Oficjalne zawiadomienie w tej sprawie znalazło się w publikacji rządu "Federal Register" (Rejestr Federalny). Dokument odwołuje się do rozporządzeń wykonawczych wydanych przez byłego prezydenta Joe Bidena w latach 2021 oraz 2022.
Demokrata zadeklarował stan wyjątkowy na mocy ustawy o międzynarodowych nadzwyczajnych uprawnieniach gospodarczych (International Emergency Economic Powers Act).

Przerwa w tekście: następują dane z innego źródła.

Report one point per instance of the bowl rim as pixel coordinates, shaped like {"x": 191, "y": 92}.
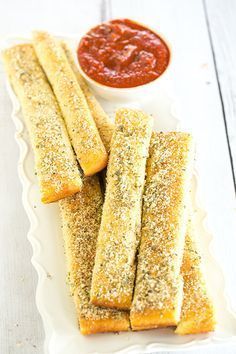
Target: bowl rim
{"x": 126, "y": 89}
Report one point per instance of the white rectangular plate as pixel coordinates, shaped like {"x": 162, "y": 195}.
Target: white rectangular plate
{"x": 52, "y": 295}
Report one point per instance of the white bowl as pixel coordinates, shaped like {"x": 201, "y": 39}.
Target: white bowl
{"x": 140, "y": 92}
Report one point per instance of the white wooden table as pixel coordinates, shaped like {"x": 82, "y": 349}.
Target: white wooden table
{"x": 203, "y": 36}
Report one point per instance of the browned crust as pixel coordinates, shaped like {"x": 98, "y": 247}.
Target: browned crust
{"x": 56, "y": 165}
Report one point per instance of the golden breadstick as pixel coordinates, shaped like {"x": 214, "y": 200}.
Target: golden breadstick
{"x": 158, "y": 289}
{"x": 56, "y": 165}
{"x": 103, "y": 122}
{"x": 114, "y": 270}
{"x": 82, "y": 130}
{"x": 81, "y": 216}
{"x": 197, "y": 313}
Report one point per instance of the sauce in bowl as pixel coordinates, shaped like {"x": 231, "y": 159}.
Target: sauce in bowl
{"x": 122, "y": 53}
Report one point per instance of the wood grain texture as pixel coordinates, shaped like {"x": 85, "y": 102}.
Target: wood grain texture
{"x": 184, "y": 23}
{"x": 222, "y": 29}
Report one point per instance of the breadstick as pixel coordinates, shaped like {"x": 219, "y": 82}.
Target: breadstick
{"x": 103, "y": 122}
{"x": 81, "y": 216}
{"x": 114, "y": 270}
{"x": 158, "y": 289}
{"x": 197, "y": 313}
{"x": 81, "y": 127}
{"x": 56, "y": 165}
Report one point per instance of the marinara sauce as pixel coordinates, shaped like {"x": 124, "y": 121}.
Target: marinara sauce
{"x": 122, "y": 53}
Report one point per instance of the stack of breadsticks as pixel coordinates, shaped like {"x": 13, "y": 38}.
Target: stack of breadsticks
{"x": 132, "y": 257}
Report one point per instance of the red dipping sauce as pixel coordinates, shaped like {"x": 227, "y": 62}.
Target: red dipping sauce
{"x": 122, "y": 53}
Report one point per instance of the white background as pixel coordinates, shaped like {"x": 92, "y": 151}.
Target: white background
{"x": 203, "y": 35}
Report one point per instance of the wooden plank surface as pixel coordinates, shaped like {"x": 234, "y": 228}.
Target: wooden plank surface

Działanie to stanowiło reakcję na "niezwykłe i nadzwyczajne zagrożenie dla bezpieczeństwa narodowego, polityki zagranicznej i gospodarki Stanów Zjednoczonych". Było odpowiedzią na "szkodliwe działania zagraniczne rządu Federacji Rosyjskiej".
Do działań tych zaliczono ingerowanie w demokratyczne procesy wyborcze, przeprowadzanie ataków cybernetycznych wymierzonych w Amerykę i ich sojuszników, stosowanie korupcji w celu wywierania wpływu na rządy innych państw oraz ataki na osoby o odmiennych poglądach i przedstawicieli mediów. Wśród innych zarzutów znalazły się m.in. podważanie bezpieczeństwa w krajach i regionach mających istotne znaczenie dla bezpieczeństwa narodowego USA, a także naruszanie norm prawa międzynarodowego, w tym zasady integralności terytorialnej suwerennych państw.
Trump przedłuża sankcje na Rosję
"Sytuacja ta przez cały czas stanowi niezwykłe i nadzwyczajne zagrożenie dla bezpieczeństwa narodowego, polityki zagranicznej i gospodarki Stanów Zjednoczonych" - podkreślono w opublikowanym dokumencie. Uzasadnia to utrzymanie w mocy obowiązujących środków nadzwyczajnych przez kolejny rok.
Serwis informacyjny MSN zwraca uwagę, iż dekret prezydenta Bidena o wprowadzeniu stanu wyjątkowego miał przede wszystkim na celu zablokowanie rosyjskich aktywów znajdujących się pod jurysdykcją USA oraz nałożenie sankcji ekonomicznych.
Według źródeł stacji Fox News, urzędujący prezydent miał dojść do przekonania, iż Władimir Putin celowo opóźnia zawieszenie broni w trwającym konflikcie w Ukrainie. W rezultacie administracja w Waszyngtonie rozważa zaostrzenie istniejących sankcji wobec Rosji. Sam Trump miał osobiście grozić nałożeniem tzw. wtórnych sankcji na państwa, które dokonują zakupu rosyjskiej ropy naftowej.